Digital Assets and Your Estate Plan

Digital Assets and Your Estate Plan

 

In 2016, both Florida and Michigan passed Fiduciary Access to Digital Assets Acts. These statutes were needed to clarify the legal rights of fiduciaries (including personal representatives or executors of estates, trustees, power of attorney holders, and guardians; Michigan’s statute also includes conservators) to access the online accounts and assets of deceased or incapacitated persons.  These statutes in Florida and Michigan, as well as many other states, are very similar to each other since they are based on a statute that was prepared by the Uniform Law Commission, which is a non-profit organization that works to achieve uniformity of state laws when appropriate.

WHAT ARE DIGITAL ASSETS?

Digital assets include, but certainly are not limited to:

  • email accounts
  • personal photos, documents, or data that you store with a third-party service on the internet
  • online bank and brokerage accounts
  • social media accounts (Facebook, Twitter, etc.)
  • music, movie, entertainment, and game accounts
  • art, designs, literature that you created and store with a third-party on the internet
  • online currency
  • domain names and addresses

These days, most people have many digital assets and accounts, and can have trouble themselves managing their accounts and various passwords.  Imagine how difficult it would be for someone else to identify, access, and manage or close those accounts if something were to happen to the account owner and the account information is not well-organized and available to family and fiduciaries.  In some cases, these assets and accounts have grown to have significant monetary or sentimental value that might not be completely appreciated by the account holder during their life.  In order to complete a thoughtful and thorough estate plan, it is important to take a careful inventory of all of your assets, and digital assets are no exception.

Just to be clear, the Fiduciary Access to Digital Assets Act deals with access to, and not ownership of, the digital assets. For example, even though you might give the personal representative of your estate the right to access your digital accounts after your death or incapacity does not mean you are giving those assets to that person.  Just like with all assets of your estate, your personal representative has the fiduciary duty to gather all of your assets and distribute them according to your will or according to law if you have no will.  This fiduciary duty also applies to digital assets, and the Act only addresses rights to access, not ownership.
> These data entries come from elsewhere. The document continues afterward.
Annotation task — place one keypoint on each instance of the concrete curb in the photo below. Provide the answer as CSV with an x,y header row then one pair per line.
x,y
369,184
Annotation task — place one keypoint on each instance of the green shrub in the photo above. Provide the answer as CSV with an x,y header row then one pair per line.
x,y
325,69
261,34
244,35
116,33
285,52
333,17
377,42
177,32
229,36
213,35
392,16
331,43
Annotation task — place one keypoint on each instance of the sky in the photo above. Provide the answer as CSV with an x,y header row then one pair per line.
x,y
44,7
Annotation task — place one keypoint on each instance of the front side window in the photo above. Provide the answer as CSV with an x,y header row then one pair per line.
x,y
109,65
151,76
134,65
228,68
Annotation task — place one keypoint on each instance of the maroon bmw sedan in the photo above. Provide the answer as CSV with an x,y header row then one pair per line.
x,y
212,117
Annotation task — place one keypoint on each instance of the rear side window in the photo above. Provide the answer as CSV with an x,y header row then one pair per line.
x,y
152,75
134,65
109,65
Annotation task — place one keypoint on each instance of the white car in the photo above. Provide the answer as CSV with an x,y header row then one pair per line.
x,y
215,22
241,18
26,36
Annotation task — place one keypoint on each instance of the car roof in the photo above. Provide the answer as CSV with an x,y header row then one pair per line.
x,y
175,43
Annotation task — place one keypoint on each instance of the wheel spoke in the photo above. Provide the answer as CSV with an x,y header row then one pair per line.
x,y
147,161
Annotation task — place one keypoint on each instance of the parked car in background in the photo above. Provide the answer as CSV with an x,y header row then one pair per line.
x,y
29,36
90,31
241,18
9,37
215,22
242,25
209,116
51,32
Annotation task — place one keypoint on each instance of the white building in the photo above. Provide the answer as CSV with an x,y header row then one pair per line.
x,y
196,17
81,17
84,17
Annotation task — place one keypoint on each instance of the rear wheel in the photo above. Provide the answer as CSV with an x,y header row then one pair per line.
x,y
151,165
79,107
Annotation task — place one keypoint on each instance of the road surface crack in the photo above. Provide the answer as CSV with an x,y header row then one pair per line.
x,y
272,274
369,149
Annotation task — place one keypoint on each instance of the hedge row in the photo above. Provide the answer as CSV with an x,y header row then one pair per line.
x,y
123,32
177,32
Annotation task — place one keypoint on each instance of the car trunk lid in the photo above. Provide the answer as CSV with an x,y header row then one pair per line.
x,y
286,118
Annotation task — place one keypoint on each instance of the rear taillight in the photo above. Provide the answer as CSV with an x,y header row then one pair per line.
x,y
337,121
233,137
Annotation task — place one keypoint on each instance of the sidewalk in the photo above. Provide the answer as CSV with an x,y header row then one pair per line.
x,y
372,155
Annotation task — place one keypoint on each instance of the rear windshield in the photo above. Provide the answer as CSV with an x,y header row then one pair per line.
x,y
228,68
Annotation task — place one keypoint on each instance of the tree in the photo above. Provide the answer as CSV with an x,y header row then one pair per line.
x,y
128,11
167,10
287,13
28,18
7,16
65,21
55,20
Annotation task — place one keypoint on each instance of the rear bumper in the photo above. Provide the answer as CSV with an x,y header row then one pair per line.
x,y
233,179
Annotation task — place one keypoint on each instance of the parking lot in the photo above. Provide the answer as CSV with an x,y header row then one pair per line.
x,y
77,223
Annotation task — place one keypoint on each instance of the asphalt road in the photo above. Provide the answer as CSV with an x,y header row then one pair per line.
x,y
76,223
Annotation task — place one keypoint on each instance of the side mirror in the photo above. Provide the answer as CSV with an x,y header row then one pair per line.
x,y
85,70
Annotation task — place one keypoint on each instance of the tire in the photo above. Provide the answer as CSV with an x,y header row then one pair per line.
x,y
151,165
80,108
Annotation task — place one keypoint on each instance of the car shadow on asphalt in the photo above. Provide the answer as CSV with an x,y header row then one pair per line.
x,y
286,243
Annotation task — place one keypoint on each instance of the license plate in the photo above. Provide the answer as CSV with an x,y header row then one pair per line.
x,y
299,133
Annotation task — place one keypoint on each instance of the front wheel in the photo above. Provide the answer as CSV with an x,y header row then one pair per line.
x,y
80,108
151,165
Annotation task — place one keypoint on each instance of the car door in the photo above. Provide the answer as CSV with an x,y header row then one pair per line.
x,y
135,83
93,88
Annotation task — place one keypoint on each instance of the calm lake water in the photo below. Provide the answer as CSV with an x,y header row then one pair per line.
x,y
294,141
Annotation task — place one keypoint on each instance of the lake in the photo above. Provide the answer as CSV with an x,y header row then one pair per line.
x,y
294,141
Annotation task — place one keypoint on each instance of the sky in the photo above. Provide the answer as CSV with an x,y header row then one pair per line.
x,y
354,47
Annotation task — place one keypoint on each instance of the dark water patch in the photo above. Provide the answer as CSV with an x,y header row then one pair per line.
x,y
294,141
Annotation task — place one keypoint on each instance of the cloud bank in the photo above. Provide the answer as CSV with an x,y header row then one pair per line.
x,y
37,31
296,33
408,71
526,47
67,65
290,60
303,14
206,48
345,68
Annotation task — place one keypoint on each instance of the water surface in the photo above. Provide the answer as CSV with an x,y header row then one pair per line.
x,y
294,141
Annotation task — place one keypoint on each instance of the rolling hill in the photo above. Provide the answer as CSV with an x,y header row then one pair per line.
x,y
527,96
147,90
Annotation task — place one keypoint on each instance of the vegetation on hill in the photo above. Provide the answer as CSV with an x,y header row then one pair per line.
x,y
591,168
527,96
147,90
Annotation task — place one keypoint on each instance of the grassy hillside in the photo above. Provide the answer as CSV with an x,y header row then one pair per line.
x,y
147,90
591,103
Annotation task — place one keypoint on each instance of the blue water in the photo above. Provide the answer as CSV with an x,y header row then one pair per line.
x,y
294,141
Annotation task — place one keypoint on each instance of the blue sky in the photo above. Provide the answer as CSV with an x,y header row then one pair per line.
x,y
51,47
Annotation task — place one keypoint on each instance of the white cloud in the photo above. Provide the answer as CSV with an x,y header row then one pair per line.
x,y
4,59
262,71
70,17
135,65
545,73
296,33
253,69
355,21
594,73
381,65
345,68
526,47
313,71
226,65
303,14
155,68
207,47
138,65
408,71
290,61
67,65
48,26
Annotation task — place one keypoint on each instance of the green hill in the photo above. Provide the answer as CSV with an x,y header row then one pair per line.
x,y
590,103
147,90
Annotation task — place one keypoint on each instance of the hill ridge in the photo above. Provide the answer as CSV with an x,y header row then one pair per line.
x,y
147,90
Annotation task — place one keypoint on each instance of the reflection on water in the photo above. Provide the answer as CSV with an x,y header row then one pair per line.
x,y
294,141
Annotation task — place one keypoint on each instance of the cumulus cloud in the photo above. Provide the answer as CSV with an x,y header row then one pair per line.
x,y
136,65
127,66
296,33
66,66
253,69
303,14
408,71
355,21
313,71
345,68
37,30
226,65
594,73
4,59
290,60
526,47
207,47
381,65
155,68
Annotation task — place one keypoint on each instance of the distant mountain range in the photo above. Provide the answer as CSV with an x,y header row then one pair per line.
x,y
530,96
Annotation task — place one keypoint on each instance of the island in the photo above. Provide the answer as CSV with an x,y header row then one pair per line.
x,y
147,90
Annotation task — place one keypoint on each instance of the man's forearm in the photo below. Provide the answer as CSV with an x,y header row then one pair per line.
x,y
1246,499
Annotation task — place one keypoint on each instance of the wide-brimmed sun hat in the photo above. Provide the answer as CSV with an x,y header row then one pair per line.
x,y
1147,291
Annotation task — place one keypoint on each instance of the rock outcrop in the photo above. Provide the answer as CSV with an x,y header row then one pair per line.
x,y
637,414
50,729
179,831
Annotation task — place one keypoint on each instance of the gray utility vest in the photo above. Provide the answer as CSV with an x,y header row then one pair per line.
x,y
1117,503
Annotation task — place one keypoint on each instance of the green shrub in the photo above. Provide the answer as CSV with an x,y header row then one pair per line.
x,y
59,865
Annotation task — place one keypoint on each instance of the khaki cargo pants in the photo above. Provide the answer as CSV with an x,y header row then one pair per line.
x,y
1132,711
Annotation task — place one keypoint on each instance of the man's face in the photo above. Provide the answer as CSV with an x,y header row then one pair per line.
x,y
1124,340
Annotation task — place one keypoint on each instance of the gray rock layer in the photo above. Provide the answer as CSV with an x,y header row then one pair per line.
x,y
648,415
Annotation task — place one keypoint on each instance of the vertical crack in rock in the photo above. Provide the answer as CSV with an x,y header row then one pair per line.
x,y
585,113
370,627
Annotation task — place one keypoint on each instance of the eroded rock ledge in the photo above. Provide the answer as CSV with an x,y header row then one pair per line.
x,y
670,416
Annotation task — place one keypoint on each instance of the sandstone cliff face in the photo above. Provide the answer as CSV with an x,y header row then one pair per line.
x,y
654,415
THE CONCEPT OF CATALOGUE VS. CONTENT

Preexisting federal law, and related state laws, affected how the Uniform Fiduciary Access to Digital Assets Act was drafted. In summary, those federal and state laws are designed to protect the privacy rights of internet account holders.  The custodians of digital assets, which can include internet service providers and others who hold or transmit digital assets, face potentially severe penalties for violating those privacy laws.  Their business models also depend greatly on their ability to assure their customers and users that their accounts will be kept private.  Therefore, much of the debate, and some of the complexity, in the new digital access statutes arose because the custodian companies that provide accounts and hold digital assets wanted to make sure their obligations are clear, so that they are not subject to unreasonable risks of liability.

For the purposes of your estate planning, after you have identified and determined the value of your digital assets, you need to consider the difference between the catalogue and the content of your digital communications.  You have the ability to direct who, if anyone, may have access to the catalogue of your electronic communications (which is a list of communications sent, to whom, and when) and who, if anyone, may have access to the content of your communications.  I have seen these concepts described as the catalogue being information found on an envelope, and the content being the letter within the envelope.  The important point is that you can control who has access, and the extent of that access, to your digital assets generally, and communications specifically.

Some readers might be thinking, “What’s the big deal?  My spouse, or maybe one of my children, knows about all my accounts and where I keep my passwords, so they can just access those if they need to and we don’t have to make this complicated.”  But as a matter of law, and certainly from the custodian’s perspective, it is not that simple.  If your deceased spouse or family member owned an account or digital asset in their own name, legally, you do not have the right to access that account or asset without some express authority.  Without that authority, the custodian will most likely be unwilling to assist you because the custodian would face potential liability.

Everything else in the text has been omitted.